Interpret the Upset Plot and answer the following reflection questions:

Depending on how you adjusted the filtering, which two files have the MOST overlap?
Which two files have the least overlap?
Does this make sense based on the differences in the stringency of these two sets of filtering parameters you used?

What if my script fails?

Common issues:

Path errors: Make sure the path variable points to your actual working directory and that all input files (sorted BAM, reference genome FASTA and indices) exist.
Module loading errors: The script loads GATK and SAMtools modules—if you get “module not found,” check that the module names are correct for the ASC.
Memory errors: If the job is killed for exceeding memory, resubmit with 4GB instead of 2GB.

Check the .e error file for detailed messages.

21.5 Deliverables and Submission

Upload the following files to Canvas for grading:

PDF density plots from Step 2 (QD, FS, MQ, SOR, MQRankSum, ReadPosRankSum)
MultiQC HTML report and the multiqc_data/ folder
Filled-in tables from Step 2:
- QC Metrics table (% mapped, % duplicates)
- SNP count and depth table (raw vs. filtered)
UpSet plot (PDF or PNG) from Step 3
Reflection answers for Step 3 (see questions above)

21.6 Congratulations!

You have successfully completed the GATK Best Practices workflow for variant calling and filtering. This lab provides a real-world experience of the challenges of variant filtering: being too permissive can lead to false positives (mistaking sequencing errors for true variants), while being too stringent can exclude real biological variation. The best practice is to experiment with filter thresholds, examine quality distributions, and err on the side of caution—especially for downstream applications where false positives are costly (e.g., functional validation experiments).

21.6.1 Alternative Approaches to Filtering

As mentioned in Section 10.5 and in class, hard filtering is just one approach to variant quality control. Other methods include:

Variant Quality Score Recalibration (VQSR): A machine-learning approach that uses a set of known high-quality variants to train a model that distinguishes true variants from artifacts.
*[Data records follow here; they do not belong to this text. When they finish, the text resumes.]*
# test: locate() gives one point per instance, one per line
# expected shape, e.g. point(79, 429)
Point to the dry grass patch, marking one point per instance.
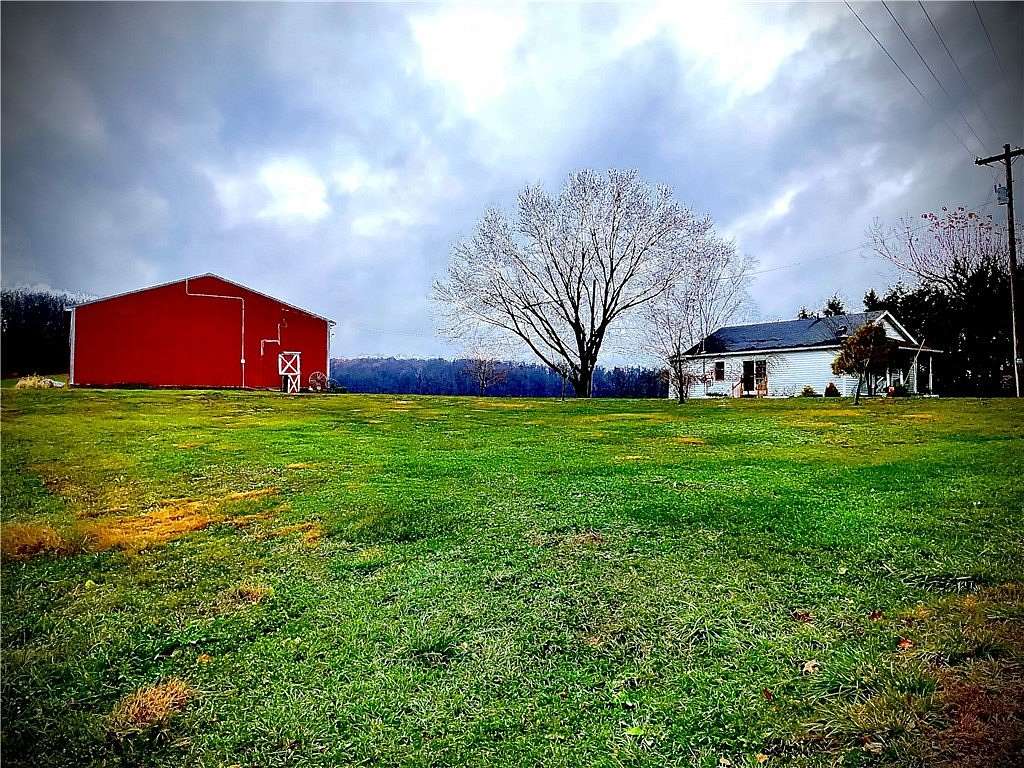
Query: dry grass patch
point(311, 531)
point(135, 532)
point(688, 440)
point(247, 593)
point(150, 707)
point(19, 541)
point(254, 494)
point(579, 540)
point(35, 382)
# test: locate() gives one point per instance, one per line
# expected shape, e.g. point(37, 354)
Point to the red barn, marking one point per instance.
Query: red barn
point(200, 332)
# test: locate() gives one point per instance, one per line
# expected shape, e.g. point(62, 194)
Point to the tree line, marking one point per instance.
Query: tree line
point(509, 379)
point(35, 328)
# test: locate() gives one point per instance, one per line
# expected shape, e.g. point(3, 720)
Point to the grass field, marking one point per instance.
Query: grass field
point(244, 579)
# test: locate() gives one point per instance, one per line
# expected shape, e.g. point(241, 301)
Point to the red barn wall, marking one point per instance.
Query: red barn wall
point(194, 333)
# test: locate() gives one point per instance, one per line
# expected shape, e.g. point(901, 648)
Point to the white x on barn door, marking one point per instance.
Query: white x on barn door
point(290, 368)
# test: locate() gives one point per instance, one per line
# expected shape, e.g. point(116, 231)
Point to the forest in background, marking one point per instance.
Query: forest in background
point(439, 376)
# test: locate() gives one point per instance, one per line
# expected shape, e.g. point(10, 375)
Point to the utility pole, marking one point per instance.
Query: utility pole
point(1007, 158)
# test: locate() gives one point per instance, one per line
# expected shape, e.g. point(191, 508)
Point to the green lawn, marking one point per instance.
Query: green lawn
point(423, 581)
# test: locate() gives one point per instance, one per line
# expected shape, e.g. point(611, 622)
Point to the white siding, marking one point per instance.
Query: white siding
point(787, 373)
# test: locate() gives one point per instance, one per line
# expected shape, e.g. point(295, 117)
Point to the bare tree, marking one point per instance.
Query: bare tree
point(712, 293)
point(947, 252)
point(569, 266)
point(865, 353)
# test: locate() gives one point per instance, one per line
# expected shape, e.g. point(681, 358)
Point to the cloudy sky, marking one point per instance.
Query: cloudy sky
point(330, 154)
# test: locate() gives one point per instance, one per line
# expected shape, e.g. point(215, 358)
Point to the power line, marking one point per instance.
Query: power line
point(970, 89)
point(988, 37)
point(932, 73)
point(912, 84)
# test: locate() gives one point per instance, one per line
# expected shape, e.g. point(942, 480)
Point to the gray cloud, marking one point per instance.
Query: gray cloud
point(330, 154)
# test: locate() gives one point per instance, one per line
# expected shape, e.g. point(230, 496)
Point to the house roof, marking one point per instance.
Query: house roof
point(813, 332)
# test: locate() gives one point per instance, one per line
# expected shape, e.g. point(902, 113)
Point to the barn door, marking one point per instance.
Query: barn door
point(290, 369)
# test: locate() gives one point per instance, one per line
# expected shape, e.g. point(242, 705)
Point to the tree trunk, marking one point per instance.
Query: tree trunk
point(583, 384)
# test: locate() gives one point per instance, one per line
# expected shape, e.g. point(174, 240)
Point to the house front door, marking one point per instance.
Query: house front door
point(748, 376)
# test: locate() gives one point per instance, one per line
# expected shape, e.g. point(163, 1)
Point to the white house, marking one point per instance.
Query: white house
point(778, 359)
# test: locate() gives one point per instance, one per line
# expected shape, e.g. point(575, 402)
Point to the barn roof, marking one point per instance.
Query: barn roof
point(813, 332)
point(197, 276)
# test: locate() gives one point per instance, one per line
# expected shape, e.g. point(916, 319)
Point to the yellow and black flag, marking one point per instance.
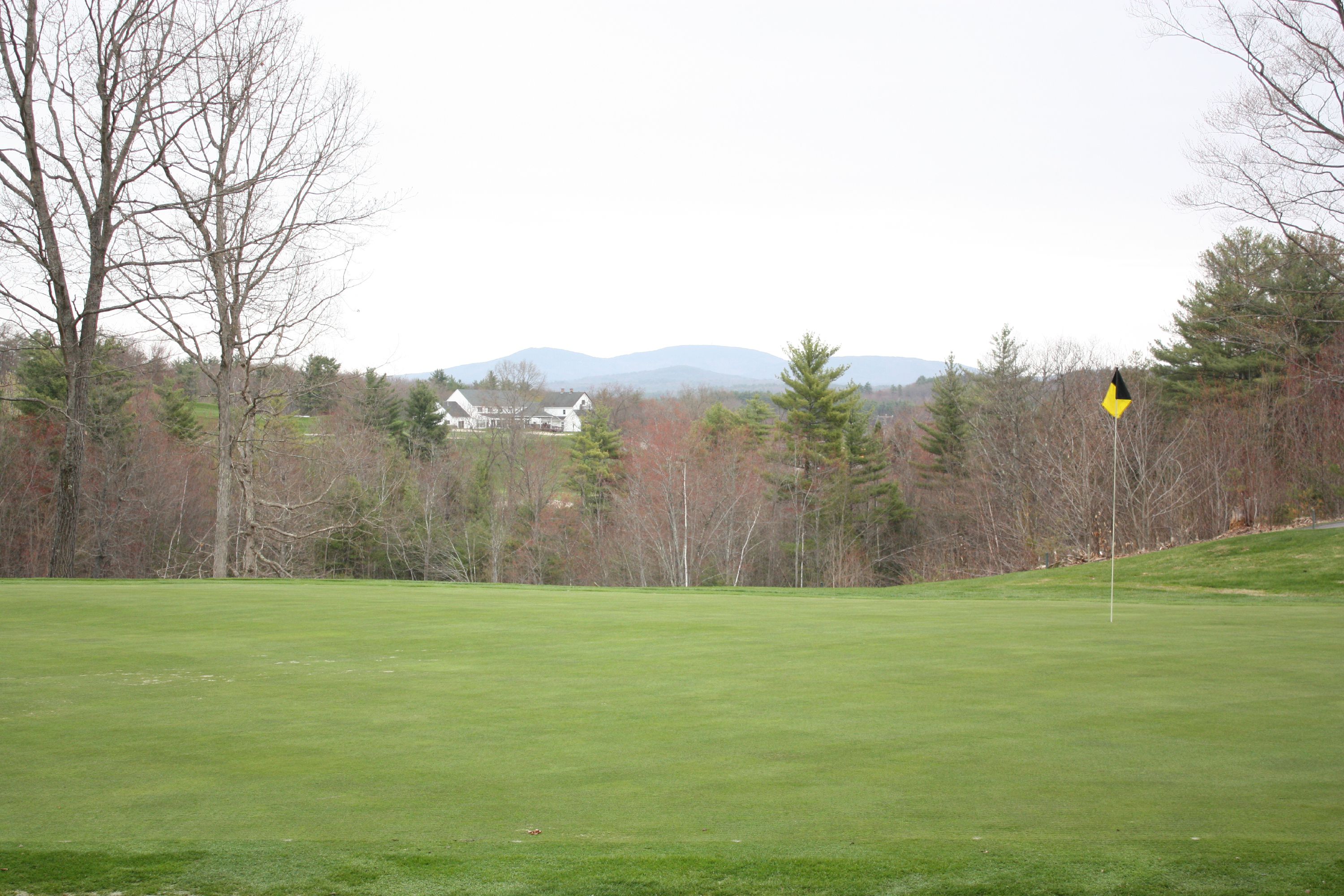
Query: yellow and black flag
point(1117, 396)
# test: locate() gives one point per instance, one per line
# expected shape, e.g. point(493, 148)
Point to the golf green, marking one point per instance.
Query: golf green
point(388, 738)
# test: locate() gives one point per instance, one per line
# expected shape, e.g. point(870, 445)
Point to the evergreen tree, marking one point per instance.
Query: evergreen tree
point(422, 428)
point(594, 454)
point(871, 500)
point(719, 424)
point(379, 409)
point(758, 417)
point(318, 394)
point(1003, 386)
point(1261, 304)
point(177, 414)
point(816, 412)
point(948, 436)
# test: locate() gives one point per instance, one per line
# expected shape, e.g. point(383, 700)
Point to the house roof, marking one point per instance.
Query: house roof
point(455, 409)
point(562, 400)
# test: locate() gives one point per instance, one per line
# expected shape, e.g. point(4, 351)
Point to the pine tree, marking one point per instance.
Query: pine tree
point(378, 408)
point(594, 454)
point(871, 499)
point(948, 437)
point(1002, 389)
point(422, 428)
point(42, 378)
point(816, 412)
point(1261, 306)
point(758, 417)
point(175, 414)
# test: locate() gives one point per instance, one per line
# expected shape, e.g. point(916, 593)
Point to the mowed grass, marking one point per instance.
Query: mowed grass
point(393, 738)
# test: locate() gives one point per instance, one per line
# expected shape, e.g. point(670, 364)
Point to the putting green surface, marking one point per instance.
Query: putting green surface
point(383, 738)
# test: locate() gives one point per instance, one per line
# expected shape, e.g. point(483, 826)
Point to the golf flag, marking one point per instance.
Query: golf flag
point(1117, 396)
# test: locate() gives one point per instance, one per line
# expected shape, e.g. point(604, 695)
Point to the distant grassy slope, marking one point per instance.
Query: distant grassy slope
point(207, 414)
point(1300, 563)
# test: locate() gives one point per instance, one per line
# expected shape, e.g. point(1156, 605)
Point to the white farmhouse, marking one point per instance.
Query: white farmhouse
point(474, 409)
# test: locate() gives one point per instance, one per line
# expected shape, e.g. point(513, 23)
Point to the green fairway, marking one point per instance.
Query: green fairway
point(394, 738)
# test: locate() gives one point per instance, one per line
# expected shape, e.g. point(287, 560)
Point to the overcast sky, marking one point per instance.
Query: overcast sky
point(901, 178)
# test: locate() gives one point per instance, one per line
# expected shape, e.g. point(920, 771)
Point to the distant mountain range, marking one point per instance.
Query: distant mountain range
point(667, 370)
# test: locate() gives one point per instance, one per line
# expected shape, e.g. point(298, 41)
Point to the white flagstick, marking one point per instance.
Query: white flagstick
point(1115, 477)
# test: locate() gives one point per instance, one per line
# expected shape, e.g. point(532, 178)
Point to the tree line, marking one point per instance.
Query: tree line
point(1238, 421)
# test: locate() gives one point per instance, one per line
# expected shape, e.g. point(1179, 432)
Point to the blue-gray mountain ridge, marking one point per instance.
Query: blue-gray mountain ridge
point(667, 370)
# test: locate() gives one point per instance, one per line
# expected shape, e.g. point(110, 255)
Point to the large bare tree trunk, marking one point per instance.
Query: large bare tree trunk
point(82, 85)
point(224, 470)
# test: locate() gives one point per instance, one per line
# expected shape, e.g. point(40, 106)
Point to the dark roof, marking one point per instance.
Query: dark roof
point(562, 400)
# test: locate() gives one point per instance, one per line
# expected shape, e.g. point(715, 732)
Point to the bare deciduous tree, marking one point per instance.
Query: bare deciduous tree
point(84, 85)
point(264, 170)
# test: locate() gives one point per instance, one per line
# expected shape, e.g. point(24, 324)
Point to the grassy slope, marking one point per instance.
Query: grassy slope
point(379, 738)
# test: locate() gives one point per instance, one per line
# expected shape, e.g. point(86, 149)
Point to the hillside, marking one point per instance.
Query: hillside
point(670, 369)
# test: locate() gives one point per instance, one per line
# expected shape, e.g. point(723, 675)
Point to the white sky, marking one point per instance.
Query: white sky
point(901, 178)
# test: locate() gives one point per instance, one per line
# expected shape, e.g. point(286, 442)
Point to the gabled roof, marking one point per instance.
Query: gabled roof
point(455, 409)
point(562, 400)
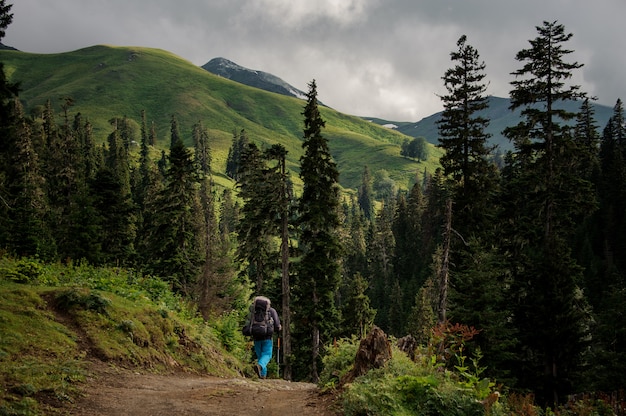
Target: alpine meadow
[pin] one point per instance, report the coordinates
(145, 201)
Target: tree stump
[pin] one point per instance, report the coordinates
(408, 345)
(374, 351)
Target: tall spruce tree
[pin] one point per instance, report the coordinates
(476, 290)
(366, 194)
(546, 198)
(607, 371)
(463, 137)
(318, 274)
(172, 249)
(257, 228)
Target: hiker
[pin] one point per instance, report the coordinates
(262, 322)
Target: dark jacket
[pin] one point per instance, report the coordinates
(277, 325)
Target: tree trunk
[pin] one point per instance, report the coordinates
(443, 273)
(284, 248)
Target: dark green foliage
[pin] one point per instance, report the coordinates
(259, 226)
(172, 249)
(547, 196)
(70, 299)
(366, 195)
(357, 315)
(416, 148)
(463, 137)
(235, 154)
(318, 274)
(5, 17)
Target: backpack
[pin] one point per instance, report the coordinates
(261, 321)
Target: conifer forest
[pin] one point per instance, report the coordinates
(528, 249)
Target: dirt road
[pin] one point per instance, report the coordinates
(121, 392)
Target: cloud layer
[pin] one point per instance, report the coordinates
(380, 58)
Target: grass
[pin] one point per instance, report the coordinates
(56, 318)
(107, 82)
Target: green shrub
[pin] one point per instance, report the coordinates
(337, 361)
(82, 299)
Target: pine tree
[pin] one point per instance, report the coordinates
(366, 194)
(546, 198)
(318, 220)
(29, 234)
(172, 249)
(202, 151)
(257, 226)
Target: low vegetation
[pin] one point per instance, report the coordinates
(55, 318)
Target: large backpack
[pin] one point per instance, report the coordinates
(261, 321)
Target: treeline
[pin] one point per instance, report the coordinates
(531, 254)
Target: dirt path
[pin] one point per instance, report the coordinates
(121, 392)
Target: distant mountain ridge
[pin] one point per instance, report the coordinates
(108, 82)
(253, 78)
(498, 113)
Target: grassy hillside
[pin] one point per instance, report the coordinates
(57, 319)
(500, 117)
(107, 82)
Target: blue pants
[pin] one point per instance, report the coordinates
(263, 350)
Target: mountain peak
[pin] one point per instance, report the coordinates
(253, 78)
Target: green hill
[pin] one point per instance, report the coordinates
(500, 117)
(105, 82)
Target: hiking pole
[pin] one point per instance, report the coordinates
(278, 358)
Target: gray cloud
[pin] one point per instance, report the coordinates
(369, 57)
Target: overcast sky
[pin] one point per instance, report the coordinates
(379, 58)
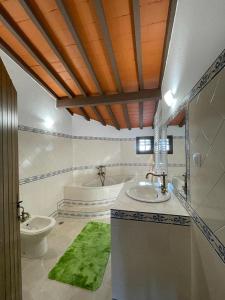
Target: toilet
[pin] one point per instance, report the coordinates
(33, 234)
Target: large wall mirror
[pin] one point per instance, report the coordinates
(178, 162)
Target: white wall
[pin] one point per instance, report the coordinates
(197, 39)
(40, 153)
(35, 105)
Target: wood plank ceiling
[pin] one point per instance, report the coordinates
(79, 49)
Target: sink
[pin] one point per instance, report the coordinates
(147, 192)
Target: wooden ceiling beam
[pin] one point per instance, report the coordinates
(82, 50)
(182, 123)
(126, 116)
(137, 37)
(107, 42)
(141, 114)
(84, 113)
(6, 19)
(113, 117)
(78, 42)
(10, 52)
(99, 115)
(169, 27)
(34, 18)
(80, 101)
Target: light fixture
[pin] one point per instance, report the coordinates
(169, 98)
(48, 123)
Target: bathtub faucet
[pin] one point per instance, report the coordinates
(163, 175)
(24, 215)
(101, 173)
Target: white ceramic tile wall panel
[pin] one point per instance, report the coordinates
(150, 261)
(218, 147)
(178, 155)
(35, 105)
(40, 153)
(136, 171)
(84, 176)
(201, 25)
(207, 181)
(193, 120)
(175, 171)
(208, 119)
(128, 153)
(41, 197)
(95, 152)
(207, 270)
(217, 104)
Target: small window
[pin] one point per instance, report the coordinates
(145, 145)
(168, 146)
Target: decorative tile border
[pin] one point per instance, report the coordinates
(209, 235)
(86, 203)
(150, 217)
(212, 71)
(73, 214)
(88, 167)
(76, 137)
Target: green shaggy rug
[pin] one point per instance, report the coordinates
(84, 262)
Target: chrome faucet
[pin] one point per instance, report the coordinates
(163, 175)
(23, 216)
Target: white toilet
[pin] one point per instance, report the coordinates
(34, 233)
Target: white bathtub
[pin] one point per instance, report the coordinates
(92, 190)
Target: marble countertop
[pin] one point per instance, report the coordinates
(170, 207)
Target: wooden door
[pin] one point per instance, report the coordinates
(10, 259)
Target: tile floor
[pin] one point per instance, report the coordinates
(37, 286)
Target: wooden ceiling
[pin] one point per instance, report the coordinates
(102, 59)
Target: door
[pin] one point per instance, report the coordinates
(10, 260)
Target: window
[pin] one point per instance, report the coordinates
(168, 145)
(145, 145)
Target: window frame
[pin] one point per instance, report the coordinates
(170, 138)
(151, 138)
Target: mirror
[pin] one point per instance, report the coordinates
(177, 162)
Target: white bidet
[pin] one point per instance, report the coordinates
(34, 235)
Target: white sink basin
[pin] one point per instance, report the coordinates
(147, 193)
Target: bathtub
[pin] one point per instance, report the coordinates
(93, 190)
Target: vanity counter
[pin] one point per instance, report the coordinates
(125, 203)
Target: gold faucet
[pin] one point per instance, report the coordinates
(163, 175)
(24, 215)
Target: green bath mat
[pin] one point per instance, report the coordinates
(84, 262)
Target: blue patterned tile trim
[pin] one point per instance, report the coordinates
(150, 217)
(83, 214)
(212, 71)
(70, 169)
(209, 235)
(75, 137)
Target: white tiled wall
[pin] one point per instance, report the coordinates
(41, 153)
(207, 136)
(207, 132)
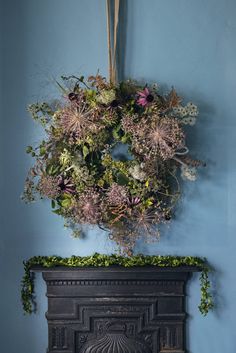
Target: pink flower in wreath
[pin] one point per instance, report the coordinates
(145, 97)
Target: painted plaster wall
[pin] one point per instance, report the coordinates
(186, 43)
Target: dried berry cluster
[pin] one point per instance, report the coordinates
(78, 167)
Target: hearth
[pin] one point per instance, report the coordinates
(116, 309)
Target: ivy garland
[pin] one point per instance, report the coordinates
(99, 260)
(78, 168)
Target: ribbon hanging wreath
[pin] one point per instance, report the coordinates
(112, 44)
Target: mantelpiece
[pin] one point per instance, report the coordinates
(116, 309)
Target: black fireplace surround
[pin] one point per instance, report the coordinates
(116, 309)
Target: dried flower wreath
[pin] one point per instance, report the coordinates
(77, 166)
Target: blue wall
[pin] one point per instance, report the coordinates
(188, 43)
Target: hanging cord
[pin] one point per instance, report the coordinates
(112, 44)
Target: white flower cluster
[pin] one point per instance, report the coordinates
(106, 96)
(188, 173)
(187, 114)
(137, 173)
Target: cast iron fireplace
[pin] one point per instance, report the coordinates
(116, 309)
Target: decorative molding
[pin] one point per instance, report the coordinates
(109, 315)
(111, 283)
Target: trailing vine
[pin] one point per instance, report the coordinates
(99, 260)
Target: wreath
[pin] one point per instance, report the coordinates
(113, 156)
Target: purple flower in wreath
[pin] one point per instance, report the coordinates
(66, 185)
(145, 97)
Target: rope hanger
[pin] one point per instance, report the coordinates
(112, 38)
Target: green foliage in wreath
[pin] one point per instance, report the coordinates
(78, 168)
(99, 260)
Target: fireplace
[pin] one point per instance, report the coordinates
(116, 309)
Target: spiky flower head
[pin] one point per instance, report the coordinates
(48, 187)
(137, 172)
(117, 194)
(87, 209)
(78, 119)
(162, 136)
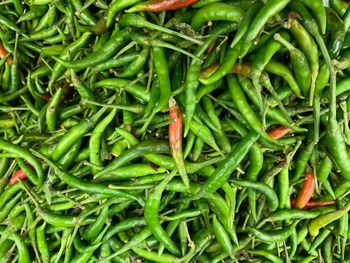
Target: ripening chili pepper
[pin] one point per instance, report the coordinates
(175, 138)
(19, 175)
(306, 192)
(160, 5)
(3, 53)
(279, 132)
(314, 203)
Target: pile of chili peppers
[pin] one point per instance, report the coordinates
(174, 131)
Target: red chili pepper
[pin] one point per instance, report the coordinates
(279, 132)
(208, 71)
(315, 203)
(19, 175)
(175, 139)
(3, 53)
(210, 48)
(306, 192)
(46, 96)
(161, 5)
(243, 69)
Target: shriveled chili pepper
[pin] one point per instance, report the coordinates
(306, 191)
(160, 5)
(279, 132)
(175, 139)
(314, 203)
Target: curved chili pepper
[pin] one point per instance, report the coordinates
(160, 5)
(279, 132)
(314, 203)
(306, 192)
(175, 139)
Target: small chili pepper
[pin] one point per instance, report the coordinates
(175, 139)
(306, 192)
(279, 132)
(217, 11)
(160, 5)
(314, 203)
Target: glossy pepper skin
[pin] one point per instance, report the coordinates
(306, 192)
(160, 5)
(175, 139)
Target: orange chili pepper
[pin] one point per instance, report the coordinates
(279, 132)
(306, 192)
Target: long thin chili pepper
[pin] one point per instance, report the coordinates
(175, 139)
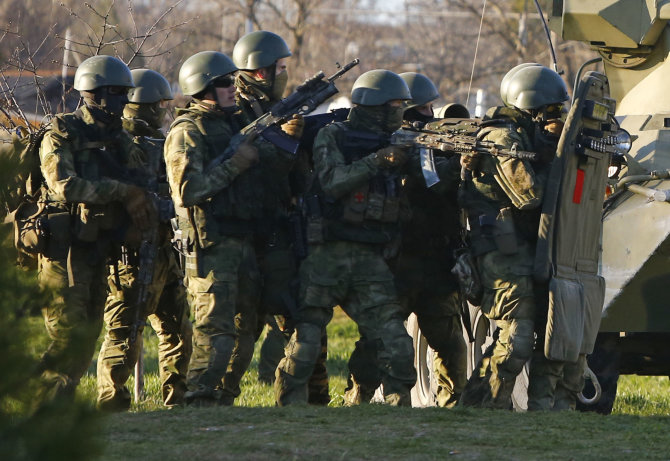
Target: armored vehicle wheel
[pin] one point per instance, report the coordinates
(424, 393)
(604, 362)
VQSR is the gold standard for human genomics but requires a large database of validated variants, making it impractical for non-model organisms like yeast. It is also computationally intensive, so we do not use it in this course.
Ensemble calling: Running multiple variant callers (e.g., GATK, FreeBayes, bcftools) on the same data and taking the intersection of callsets. Variants called by multiple independent algorithms are more likely to be real. You will explore this approach in Lab 8 when you read benchmarking papers that compare different callers.
Empirical validation: For high-stakes projects (e.g., clinical diagnostics, identifying causal mutations), researchers validate a subset of variants using orthogonal methods such as Sanger sequencing, high-coverage targeted resequencing, or alternative sequencing platforms (e.g., PacBio long reads). If you identify 100,000 SNPs and want to validate 1%, that requires validating 1,000 sites—costly and time-intensive, but sometimes necessary.

For most research applications, hard filtering combined with visual inspection in IGV (which you will do in Lab 9) provides a good balance between rigor and practicality.

21.6.2 Looking Ahead to Lab 9

In the next lab, you will load the filtered VCFs you generated here into IGV (Integrative Genomics Viewer) along with the aligned BAM files and the yeast reference genome. You will navigate to specific SNPs, zoom in to see individual read alignments, and evaluate the evidence for each variant.